Drew, To call Americans 'peace-loving' is not strictly an accurate representation.
Let's go back to the Mayflower. Not too many centuries after the pilgrims set up shop, the local people were feeling the pinch. In fact, the locals were quite violently moved out of the way! Of course, those people had quite violently made their way from Asia, via Alaska, down through the continent to the real cold places down south. They laid waste to huge numbers of big animals which had been happily eating each other for eons.
So there was not strictly a 'peace-loving' start.
I watched a lot of 'cowboys and Indians' shoot em up John Wayne movies which didn't make me think things were too peaceful in the Wild West.

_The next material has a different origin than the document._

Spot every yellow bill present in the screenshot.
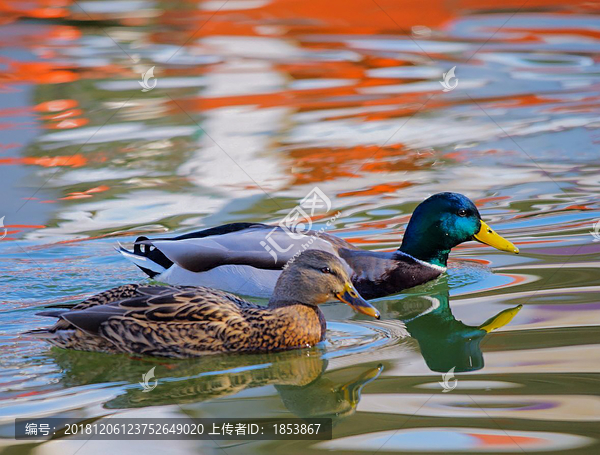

Here are another few ideas. Civil war. Right to bear arms and the highest murder rate on earth on the streets, in the schools and in the houses. Waco. Ruby Ridge. Symbionese Liberation Army. Ku Klux Klan. Slavery. Desert Storm. Grenada. Star Wars. Texas Clock Tower turkey shoot. OJ Simpson. Dr Strangelove and B52s round the clock. Minuteman. 20 Megatonnes. 4 July [which moved the right to collect huge taxes from London to Bill Clinton]. Police cars in San Diego which look like self-contained military operations. Armed police. Armed guards. Airport-type security searches at Federal Buildings [courthouses etc].

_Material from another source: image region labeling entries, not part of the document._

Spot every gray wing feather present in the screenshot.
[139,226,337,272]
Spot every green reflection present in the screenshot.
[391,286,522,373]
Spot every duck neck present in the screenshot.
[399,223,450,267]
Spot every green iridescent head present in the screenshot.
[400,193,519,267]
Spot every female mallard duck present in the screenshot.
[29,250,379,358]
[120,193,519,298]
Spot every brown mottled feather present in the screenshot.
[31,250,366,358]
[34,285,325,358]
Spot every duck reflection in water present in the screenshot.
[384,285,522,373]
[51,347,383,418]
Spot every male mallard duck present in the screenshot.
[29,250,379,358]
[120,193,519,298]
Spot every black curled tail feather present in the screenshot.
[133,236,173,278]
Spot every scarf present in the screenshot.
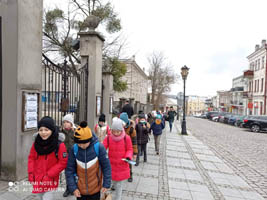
[34,129,58,155]
[111,131,125,142]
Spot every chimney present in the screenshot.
[261,40,266,47]
[255,44,260,51]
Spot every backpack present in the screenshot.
[73,142,99,158]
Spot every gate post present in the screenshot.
[79,16,105,129]
[0,0,43,181]
[103,72,113,125]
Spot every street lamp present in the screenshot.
[176,92,179,120]
[181,65,189,135]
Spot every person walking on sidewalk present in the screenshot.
[65,121,111,200]
[149,114,165,155]
[62,114,76,197]
[167,106,177,132]
[95,114,110,142]
[122,100,134,119]
[135,114,149,166]
[28,116,68,200]
[120,112,138,182]
[103,119,133,200]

Korea, Vietnam, Grenada, Bay of Pigs.
The USA conducted the only nuclear war ever [winning 2-0].
Now, I'm all for self-defence and using nuclear weapons to do it, but I wouldn't pretend that 'peace-loving' is an apt description of the military installations I bump into anywhere I drive around Honolulu, San Diego area and East Coast. The USA has been the biggest, toughest, most militarily powerful country on earth for half a century [and more].

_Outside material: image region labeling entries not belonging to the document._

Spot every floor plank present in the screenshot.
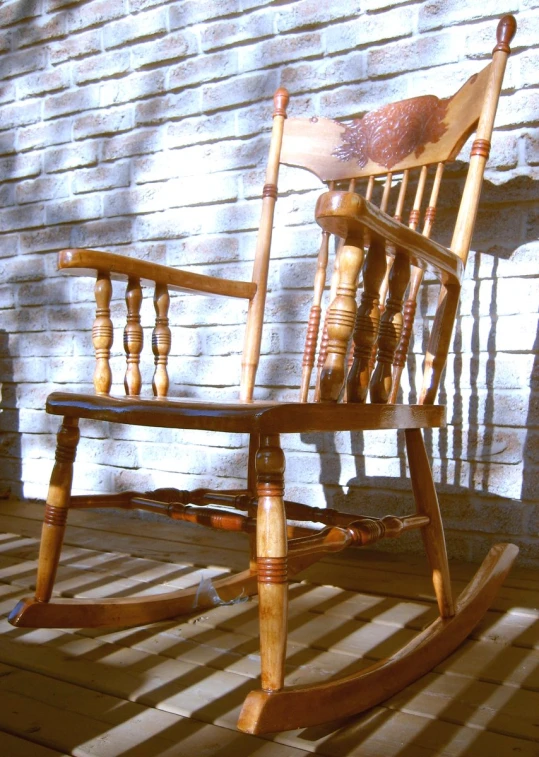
[0,496,539,757]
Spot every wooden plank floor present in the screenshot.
[0,502,539,757]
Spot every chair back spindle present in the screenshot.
[124,278,144,397]
[152,284,171,397]
[92,271,114,394]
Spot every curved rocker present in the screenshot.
[238,544,518,734]
[8,570,258,628]
[8,554,330,628]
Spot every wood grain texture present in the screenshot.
[238,544,518,733]
[58,249,256,299]
[281,64,491,181]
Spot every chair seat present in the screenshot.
[47,392,445,434]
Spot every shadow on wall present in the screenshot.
[303,171,539,559]
[0,331,22,499]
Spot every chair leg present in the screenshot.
[404,428,455,618]
[36,418,80,602]
[256,434,288,692]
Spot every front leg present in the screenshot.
[36,418,80,602]
[256,434,288,691]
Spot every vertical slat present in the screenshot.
[36,418,80,602]
[314,239,344,402]
[152,284,171,397]
[300,231,329,402]
[124,279,144,397]
[92,272,114,394]
[370,252,410,403]
[419,16,516,404]
[256,434,288,691]
[320,237,364,402]
[240,88,289,402]
[388,163,444,404]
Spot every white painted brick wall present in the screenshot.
[0,0,539,565]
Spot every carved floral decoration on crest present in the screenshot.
[333,95,451,169]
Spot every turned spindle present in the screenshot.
[152,284,171,397]
[370,252,410,403]
[320,237,364,402]
[92,272,114,394]
[124,279,143,397]
[300,231,329,402]
[36,418,80,602]
[346,239,386,402]
[256,434,288,691]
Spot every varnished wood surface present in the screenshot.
[315,191,464,284]
[0,502,539,757]
[281,65,491,181]
[58,249,256,300]
[47,392,445,434]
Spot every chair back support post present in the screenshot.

I've fired a shotgun at Camp Pendleton, which was the only time I've ever fired a gun - other than my cousin's airgun at age 15 and my shanghai before that - oh and I made a cracker gun for firing marbles which I used only once or twice because it seemed a bit hazardous in terms of muzzle velocity. So after only a short time in the USA, I was adopting the shoot 'em up ways!! It was fun and I was proud to get 17:20 of those skeets [they fired only one at a time], which is apparently pretty damn good even for experienced people [must have been all the practise firing shanghais in my youth].
The French have been positively peaceful by comparison. Sure, that criminal thug Mitterand and cronies committed terrorist murder in NZ [though actually manslaughter which means indifference to killing rather than an intentional death]. They have their force de frappe. Okay, they did a bit of guillotining in their revolution, marched to the 1812 Overture into and out of Russia, had a French Foreign Legion, lost before the USA in Vietnam, helped collect Jews for the Nazis in Vichy France, and have had their share of mayhem. Okay, France is certainly not peace-loving either. So that theory is out.
Maybe it's because I went and stood at Arche De La Defense and there is "holistic life-energy synergy".
Actually, there was a spike when WSJ.com promoted dehypothecation in their market manipulating, possibly criminally illegal operation to affect the stock price and hurt investors. They sure succeeded in causing a spike by their activities [they would probably deny that was their intention, but they would, wouldn't they - I wonder if any of them bought shares before publicizing the Great Globalstar Memorial Day Massacre - the SEC should investigate them and Carrie Lee especially to see if she did some illegal market manipulation].
We saw how much money can be made by media talking about how Unicom would, then wouldn't then would then wouldn't use CDMA. How Korea would use cdma2000 - corrected next day to W-CDMA. We see downgrades [with, presumably, some warning to customers that a downgrade will be issued]. The SEC has fertile ground for investigating what are obvious opportunities to illegally profit from well-publicized market manipulating statements. Check out the Gilder Effect for what a big impact can be caused by a soothsayer's comments. If they act contrarily to their statements, that's apparently illegal. If they act ahead of their statements, that's apparently legal.
In summary Drew, I have no idea. But watch the fun on Monday now that there is a weekend for shorts to chew it all over.